Teen arrested in NY for murder of professional dancer

Police arrested the teenager Friday in the murder of 28-year-old O’Shae Sibley, who was gay. Authorities refused to identify the defendant.

“Parents lost a child, a child, to something that was clearly a crime of bigotry,” Mayor Eric Adams, a former police captain, said during a news conference Saturday outside the Brooklyn gas station where Sibley was assassinated on July 29.

The stabbing occurred after two groups clashed in front of one of the gas pumps, where Sibley was dancing with her friends to a Beyoncé song.
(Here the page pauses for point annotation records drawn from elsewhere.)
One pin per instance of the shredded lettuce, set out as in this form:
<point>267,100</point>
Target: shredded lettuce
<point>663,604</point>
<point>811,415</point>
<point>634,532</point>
Authorities said Sibley’s group was provoked by the other group before the confrontation erupted into violence.

Beyoncé paid tribute to Sibley on her website.

In the security video the two groups are seen arguing for a few minutes. The two parties had walked away when Sibley and a friend abruptly returned and confronted one of the youths, who had been left behind recording with his phone.
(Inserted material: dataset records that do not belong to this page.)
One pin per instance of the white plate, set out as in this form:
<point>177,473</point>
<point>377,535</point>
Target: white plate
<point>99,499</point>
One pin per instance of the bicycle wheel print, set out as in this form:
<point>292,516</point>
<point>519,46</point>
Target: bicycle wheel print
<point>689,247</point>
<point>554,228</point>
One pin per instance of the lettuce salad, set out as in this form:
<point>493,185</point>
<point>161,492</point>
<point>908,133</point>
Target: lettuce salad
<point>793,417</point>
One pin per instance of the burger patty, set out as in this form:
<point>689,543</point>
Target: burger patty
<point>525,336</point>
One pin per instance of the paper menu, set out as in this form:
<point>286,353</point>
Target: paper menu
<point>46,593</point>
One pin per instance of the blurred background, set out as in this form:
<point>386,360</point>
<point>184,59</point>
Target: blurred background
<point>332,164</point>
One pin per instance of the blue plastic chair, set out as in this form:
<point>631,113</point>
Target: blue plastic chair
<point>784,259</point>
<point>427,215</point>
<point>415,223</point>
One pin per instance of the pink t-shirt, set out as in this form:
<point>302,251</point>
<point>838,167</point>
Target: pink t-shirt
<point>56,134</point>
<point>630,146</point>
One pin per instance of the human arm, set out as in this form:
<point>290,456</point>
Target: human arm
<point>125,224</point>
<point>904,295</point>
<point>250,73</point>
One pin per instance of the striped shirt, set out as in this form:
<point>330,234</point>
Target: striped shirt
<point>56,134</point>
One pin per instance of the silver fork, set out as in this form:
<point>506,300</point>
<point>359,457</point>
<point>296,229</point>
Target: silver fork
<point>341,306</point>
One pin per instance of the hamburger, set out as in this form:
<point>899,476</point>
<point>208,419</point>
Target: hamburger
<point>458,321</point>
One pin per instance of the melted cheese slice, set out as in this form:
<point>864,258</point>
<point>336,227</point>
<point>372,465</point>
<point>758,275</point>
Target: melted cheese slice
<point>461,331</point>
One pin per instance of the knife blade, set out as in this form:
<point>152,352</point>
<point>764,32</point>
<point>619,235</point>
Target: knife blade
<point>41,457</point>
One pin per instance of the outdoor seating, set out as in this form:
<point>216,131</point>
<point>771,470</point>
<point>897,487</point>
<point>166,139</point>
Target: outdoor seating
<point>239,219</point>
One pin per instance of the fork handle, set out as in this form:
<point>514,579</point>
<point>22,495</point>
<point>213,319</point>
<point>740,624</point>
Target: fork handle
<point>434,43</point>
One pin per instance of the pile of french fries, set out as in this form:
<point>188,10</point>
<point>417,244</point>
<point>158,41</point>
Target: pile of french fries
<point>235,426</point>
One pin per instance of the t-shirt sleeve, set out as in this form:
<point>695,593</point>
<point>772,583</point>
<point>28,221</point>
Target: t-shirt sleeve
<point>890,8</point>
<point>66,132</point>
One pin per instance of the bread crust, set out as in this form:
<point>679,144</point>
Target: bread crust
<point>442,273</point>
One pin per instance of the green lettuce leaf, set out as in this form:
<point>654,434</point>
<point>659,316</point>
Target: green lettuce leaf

In the video, Sibley is seen chasing the teen and then lunging at him before they both disappeared from camera view. A moment later, she walks back and reappears in the footage, checking his side, whereupon he falls to the sidewalk.

Sibley was stabbed in the left ribcage, according to Deputy Police Chief Joe Kenny.

The initial argument lasted about four minutes, police said, as Sibley and four other men stopped for gas while driving home to New York City from New Jersey.

The authorities detailed that the suspect organized his delivery to the police through his lawyer.

Lee Soulja Simmons, executive director of the NYC Center for Black Pride, also spoke at the press conference.

“We fight alongside people within our community who constantly face discrimination, not just because they are black, but because they represent LGBT (communities),” he said. “Because he did nothing but pose and dance there, he didn’t deserve to die that way.”

One of Sibley’s friends who was at the scene, Otis Pena, said in a Facebook video that Sibley was killed because he was gay and “because he stood up for his friends.”

One witness, Summy Ullah, said in interviews that the men complained that their behavior offended them as Muslims.

Some leaders of the area’s Muslim community condemned the killing.

“The weight of this loss is felt deeply, not only by O’Shae’s family and friends, but by all of us who value life, peace and justice,” Soniya Ali, executive director of the Community Center, said Saturday. Muslim. .

“As Muslims, we are committed to upholding justice, even if it means facing ourselves,” he stressed. “We unequivocally condemn the unjust murder of O’Shae.”

Sibley was part of the Philadanco dance company in her native Philadelphia and in New York, where she took classes with the Alvin Ailey American Dance Theater’s Ailey Extension program.